I am currently running parallelized calculation of a bi-periodic channel flow. The channel is divided into 4 parts which are associated with a processor.
For instance, if we have 4 processors distributed in as follow:
| 1 | 3 |
--------- -> flow direction
| 2 | 4|

(___ represents the walls of the channel, | and --- represent the frontier of the domain attributed to each processor)

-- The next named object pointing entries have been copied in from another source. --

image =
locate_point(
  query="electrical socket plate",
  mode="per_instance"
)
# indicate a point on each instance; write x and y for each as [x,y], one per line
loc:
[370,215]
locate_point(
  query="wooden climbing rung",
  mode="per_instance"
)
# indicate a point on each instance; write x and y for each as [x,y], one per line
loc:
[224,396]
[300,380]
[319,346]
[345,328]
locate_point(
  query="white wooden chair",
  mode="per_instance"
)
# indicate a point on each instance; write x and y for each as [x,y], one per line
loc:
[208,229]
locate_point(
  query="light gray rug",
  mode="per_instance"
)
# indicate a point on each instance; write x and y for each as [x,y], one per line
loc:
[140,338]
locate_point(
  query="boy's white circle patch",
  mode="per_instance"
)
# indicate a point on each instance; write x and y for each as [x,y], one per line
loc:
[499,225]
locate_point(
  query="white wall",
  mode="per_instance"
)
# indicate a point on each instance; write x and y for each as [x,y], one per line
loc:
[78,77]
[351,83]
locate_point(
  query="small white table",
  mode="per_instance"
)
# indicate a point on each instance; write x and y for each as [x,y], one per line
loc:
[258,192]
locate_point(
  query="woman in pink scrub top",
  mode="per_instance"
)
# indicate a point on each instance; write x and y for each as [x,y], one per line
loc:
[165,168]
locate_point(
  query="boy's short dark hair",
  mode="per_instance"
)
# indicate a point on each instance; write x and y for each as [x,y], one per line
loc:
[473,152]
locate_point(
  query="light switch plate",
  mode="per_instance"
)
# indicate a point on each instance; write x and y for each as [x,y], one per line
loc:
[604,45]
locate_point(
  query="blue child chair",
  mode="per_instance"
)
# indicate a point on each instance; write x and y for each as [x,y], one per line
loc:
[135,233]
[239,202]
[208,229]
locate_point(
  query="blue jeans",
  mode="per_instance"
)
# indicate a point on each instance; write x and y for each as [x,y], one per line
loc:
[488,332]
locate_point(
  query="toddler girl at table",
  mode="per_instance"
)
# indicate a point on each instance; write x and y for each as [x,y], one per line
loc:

I would have like to know how does and when information is transfered between processors. How can processors 3 and 4 work in parallel if they do not have the flow characteristics resulting from processors 1 and 2's calculation ? The same question is valid from the frontier between processor 1 and processor 2. There should be a continuous interaction between all processors but I don't understand how it works. Can someone explain it to me ?

Thank you very much,
Martin007 is offline   Reply With Quote

Old   July 16, 2020, 07:28
Join Date: Sep 2019
Posts: 51
Rep Power: 5
gnwt4a is on a distinguished road
without knowing the numerical method one cannot say. moreover, r u talking about 4 cores on the same chip or four separate multicore chips.

in genera,l whatever the method, if the flow is incompressible there must be a global exchange of information once per time step.

gnwt4a is offline   Reply With Quote

Old   July 16, 2020, 08:06
Senior Member
Join Date: Apr 2011
Location: Orlando, FL USA
Posts: 5,146
Rep Power: 61
LuckyTran has a spectacular aura aboutLuckyTran has a spectacular aura aboutLuckyTran has a spectacular aura about
The |, and --- are called inter-processor boundary faces and they are tagged as such in the decomposed mesh. Eventually what you need in FVM is the face values (more correctly the face fluxes) on these shared inter-processor boundary faces. The approach for determining the face fluxes is defined via your gradient interpolation scheme which generally requires cell values on either side of the inter-processor faces.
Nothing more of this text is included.